How configuring storage with Volume GUID works in Failover clustering

There is couple of new features and architectural changes in failover clustering and I am going to talk about new functionality of using Volume GUIDs instead of drive letters in this talk. You are recommended to apply this patch for this increased functionality.

951308 Increased functionality and virtual machine control in the Windows Server 2008 Failover Cluster Management console for the Hyper-V role [This is not required for server 2008 R2]

http://support.microsoft.com/default.aspx?scid=kb;EN-US;951308

Let’s see how this works behind the scene, so let’s dig in to find out what happens in the background. I have a 2 node Hyper-v cluster with Node and file share majority as the quorum model. To investigate this Guid behavior I presented new storage disk to my cluster and noticed the view in disk management, Failover cluster admin console, {HKEY_LOCAL_MACHINE\SYSTEM\MountedDevices} mounted devices registry key and mountvol.exe output. Node 1 is the current owner of this disk. On Node 1, we can observe that the newly presented disk shows up as disk 4 in disk management.msc with drive letter H:\ but in failover cluster admin console it appears as cluster disk 5, so there is no co-relation between two and we should not be confused about it. (See fig 1)

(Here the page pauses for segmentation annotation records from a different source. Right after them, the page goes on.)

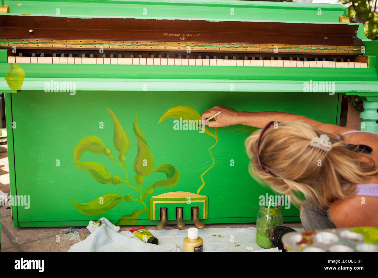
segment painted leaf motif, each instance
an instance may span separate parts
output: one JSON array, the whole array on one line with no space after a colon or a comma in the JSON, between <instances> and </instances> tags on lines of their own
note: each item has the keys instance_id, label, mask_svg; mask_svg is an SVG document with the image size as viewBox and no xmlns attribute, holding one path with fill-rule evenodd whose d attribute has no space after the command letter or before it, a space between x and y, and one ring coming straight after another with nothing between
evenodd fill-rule
<instances>
[{"instance_id":1,"label":"painted leaf motif","mask_svg":"<svg viewBox=\"0 0 378 278\"><path fill-rule=\"evenodd\" d=\"M144 134L138 126L138 114L135 116L133 129L136 138L138 151L134 162L134 171L137 175L147 177L153 169L153 157L147 145Z\"/></svg>"},{"instance_id":2,"label":"painted leaf motif","mask_svg":"<svg viewBox=\"0 0 378 278\"><path fill-rule=\"evenodd\" d=\"M199 121L199 123L201 123L201 116L198 113L187 105L179 105L169 108L161 116L159 120L159 123L161 123L169 118L174 118L179 120L181 118L183 120L187 121L198 120ZM206 134L215 138L214 135L207 127L205 127L204 131Z\"/></svg>"},{"instance_id":3,"label":"painted leaf motif","mask_svg":"<svg viewBox=\"0 0 378 278\"><path fill-rule=\"evenodd\" d=\"M90 152L95 154L102 154L105 148L105 145L102 140L97 136L84 137L75 146L73 150L75 161L77 162L80 160L85 152Z\"/></svg>"},{"instance_id":4,"label":"painted leaf motif","mask_svg":"<svg viewBox=\"0 0 378 278\"><path fill-rule=\"evenodd\" d=\"M113 120L114 126L113 144L114 148L118 153L125 154L130 149L130 139L114 113L109 108L107 108Z\"/></svg>"},{"instance_id":5,"label":"painted leaf motif","mask_svg":"<svg viewBox=\"0 0 378 278\"><path fill-rule=\"evenodd\" d=\"M136 225L138 224L138 221L137 218L139 217L139 216L141 213L143 213L146 211L145 209L139 210L134 210L131 214L126 214L121 216L116 225L119 226L120 225Z\"/></svg>"},{"instance_id":6,"label":"painted leaf motif","mask_svg":"<svg viewBox=\"0 0 378 278\"><path fill-rule=\"evenodd\" d=\"M75 207L82 213L87 215L97 215L106 212L116 207L122 200L123 197L122 195L109 193L89 203L79 203L72 199L71 201Z\"/></svg>"},{"instance_id":7,"label":"painted leaf motif","mask_svg":"<svg viewBox=\"0 0 378 278\"><path fill-rule=\"evenodd\" d=\"M112 174L109 172L107 168L102 164L94 161L74 162L72 164L85 169L100 183L108 184L110 182Z\"/></svg>"},{"instance_id":8,"label":"painted leaf motif","mask_svg":"<svg viewBox=\"0 0 378 278\"><path fill-rule=\"evenodd\" d=\"M166 188L173 187L177 184L180 179L180 173L178 170L170 164L159 165L153 172L157 172L165 174L167 176L167 179L155 182L151 186L153 188L157 186L163 186Z\"/></svg>"}]
</instances>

On node 2 the disk got the next available drive letter which is F:\ and got its own unique Volume GUID. So we see both nodes have got different local Volume GUIDs for same disk .Till now it is all expected as every machine should have its own GUID for a disk and they picked the next available drive letter on node 2 so all looks good so far (see fig 2)

FIG 1


                                                                 FIG 2

Now I went ahead and removed the drive letter so that we can use this disk with GUID (see fig 3)

FIG 3

This is what I observed (see fig 4) in failover cluster admin console…its displaying Cluster Volume GUID for the disk which is same as the disk’s Local Volume GUID of node 1 (remember node 1 owns the disk). On node 1 in mountvol.exe output we see a fresh new entry with modifier “no mount points” which was not there earlier. This shows that this disk is not using a drive letter now. On node 2 we don’t see any change on either mountvol.exe output or mounted devices registry key as seen in fig 5.
FIG 5

Now I opened Hyper-V console on Node 1 and created a virtual machine named “Guid behavior” as shown in fig 6. Here we provide the path using Volume GUID. As I am going to create a highly available Virtual machine later on, I will use the Volume GUID displayed in Failover cluster admin console for cluster disk 5 which is the recommended way of creating a highly available VM. (We will come to know why this is recommended way later in the blog)


FIG 6

However the question arises that the Volume GUID displayed in failover cluster admin console is same as local Volume GUID on node 1 however we have no reference of this Volume GUID on node 2. So when this highly available VM will move or failover to node 2 what will happen? How will it come online as node 2 has no idea of this Volume GUID showing up in failover cluster admin console…let’s see what happen.

I created a highly available virtual machine service and this is what I observe on node 1 and failover cluster admin console (see fig 7) which is all expected.
 
FIG 7

Now lets see what do we see on node 2 . we still see the exact same information (see fig 8) in mounted devices registry key and mountvol.exe output as seen before. No changes till now. So lets try to move this VM from node 1 to node 2 and lets see what happens….we see that in mounted devices registry key we now see 2 GUIDs for disk with signature 6fd2cfff, one is Local volume GUID which was orginally present on the node 2 before moving VM and other one is Cluster Volume GUID (Cluster replicated actually) which is being displayed in failover cluster admin console and is also the Local Volume GUID of disk with signature 6fd2cfff on node 1. (see fig 9).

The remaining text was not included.